0
$\begingroup$

I am trying to figure out how to implement a cyclic running Regression Line computing algorithm using Least Squares for streaming time series data in the most efficient way. In other words, having $LS(s)$ im looking for a way to compute $LS(s)$ after adding an element to s and removing the kth oldest element from it.

Given a set $s$ of $x,y$ samples I was thinking maybe it is possible to compute $LS(s\bigcup\{a\})$ (for some new sample $a$) and $LS(s-\{a\})$ (for some sample $a$ in $s$, specifically the oldest sample) given $LS(s)$, is there a known solution to this?

  • 0
    It is not clear what you are trying to do.
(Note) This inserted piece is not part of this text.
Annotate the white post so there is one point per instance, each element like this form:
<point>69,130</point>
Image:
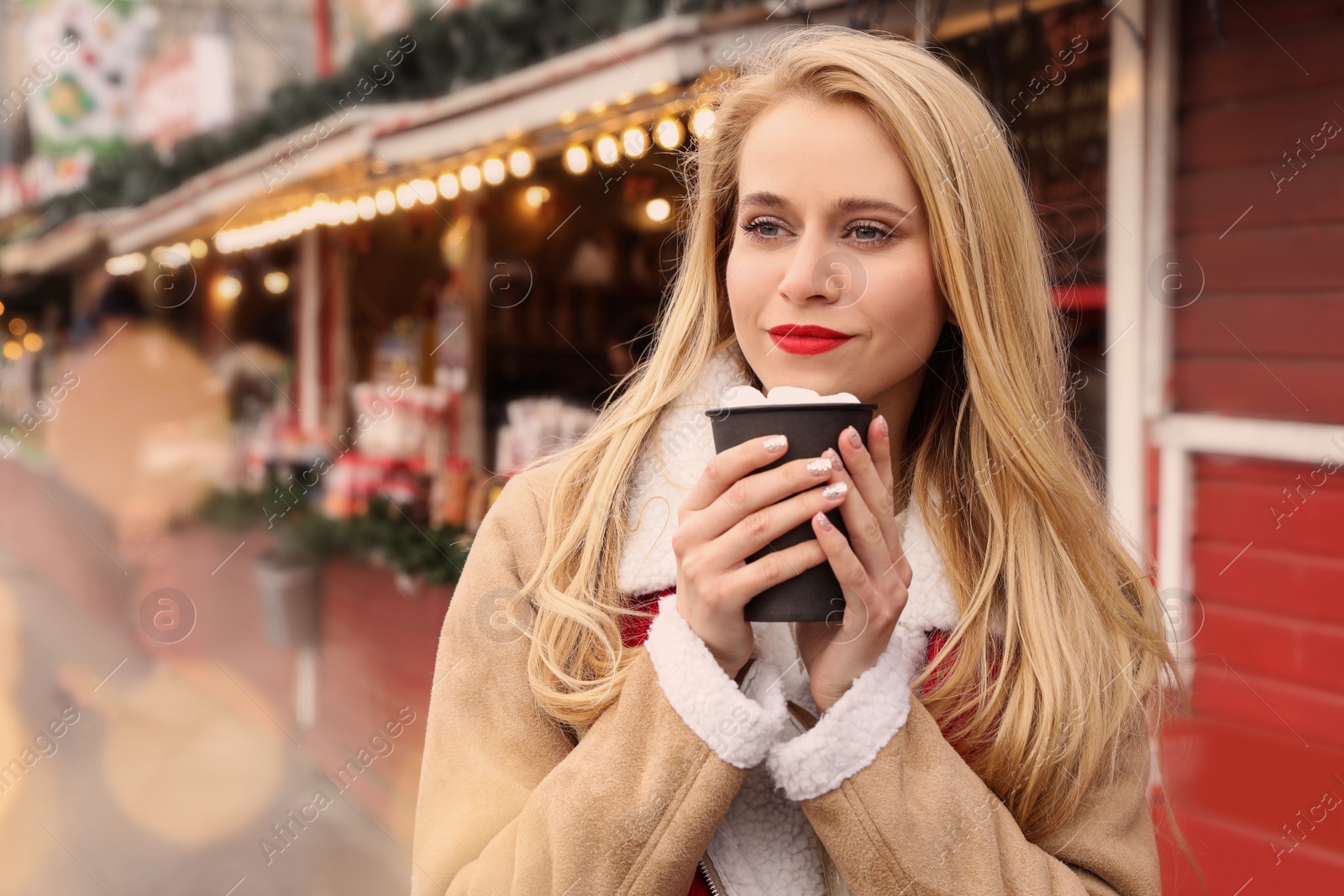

When you are varying the sample, what are you dropping? Observations or variables? If variables, maybe you are looking at a problem how to calculate one OLS coefficient without calculating the other. See whuber's answer here: http://stats.stackexchange.com/questions/46151/how-to-derive-the-least-square-estimator-for-multiple-linear-regression2017-02-17
  • 0
    in every iteration i want to add a new sample and remove the k'th oldest one, example of such a running algorithm is the onlione algorithm that calculates variance here https://en.wikipedia.org/wiki/Algorithms_for_calculating_variance I want the same only for Least squares instead of variance, and with the ability to remove the kth oldest element from the calculation2017-02-17

1 Answers 1

1

Assuming that I properly understand.

If you use normal equations for the regression $y=a+bx$, $a$ and $b$ are given solving the equations $$S_y=n a+b S_x$$ $$S_{xy}=a S_x+b S_{xx}$$ Now, you want to add point $n+1$ and remove point $1$ from the regression set. So, the equations are now $$S'_y=n a'+b' S'_x$$ $$S'_{xy}=a' S'_x+b' S'_{xx}$$Computing the terms we have $$S'_y=S_y+y_{n+1}-y_1$$ $$S'_x=S_x+x_{n+1}-x_1$$ $$S'_{xy}=S_{xy}+x_{n+1}y_{n+1}-x_1y_1$$ $$S'_{xx}=S_{xx}+x_{n+1}^2-x_1^2$$ which make the updating process quite simple.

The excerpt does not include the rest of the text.